Note that first two equations of (30) are independent of z, they are,

$$\dot{x}=x(1-x-3y),\dot{y}=y(1-x/2-y)y.$$

(34)

Therefore we cannot construct another independent first integral $H_2(x,y,z)$ of Equation (30) using only the planes $x=0,y=0,z=0$ and the surfaces defined by Equations (31) and (32). Indeed, since the equations of all surfaces of this case, except of $z=0$, are independent on z, if such integral would exist, it would be independent of z, but then two-dimensional system (34) would have two independent first integrals, which is impossible.

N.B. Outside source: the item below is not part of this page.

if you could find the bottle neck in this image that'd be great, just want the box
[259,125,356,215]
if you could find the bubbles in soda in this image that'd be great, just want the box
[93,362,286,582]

In case (2), similarly as in case (1), the system is separable into a two-dimensional system and a single first order equation, and we can construct only one Darboux first integral using the found invariant surfaces.

5. Conclusions

To summarize, we have found some Darboux first integrals of the May–Leonard system (4) which are constructed using Darboux polynomials of degree one and two. We do not know if we found all independent first integrals of system (4) which can be constructed from Darboux polynomials of degree one and two. To verify if the list is complete, we have to find Darboux polynomials of Equation (4), which define invariant algebraic surfaces passing through the origin, that is, polynomials (12) with $h_{000}=0$. A naïve expectation is that this case should be simpler, than the case $h_{000}=1$, which we have successfully investigated in this paper. However it turns out that the case $h_{000}=0$ is computationally much more difficult and we were not able to complete computations for this case using our computational facilities. We believe that a reason for this difficulty is that since the origin is a singular point there are many invariant surfaces passing through the origin and it implies a complicated structure of the elimination ideals which we have to compute using our approach.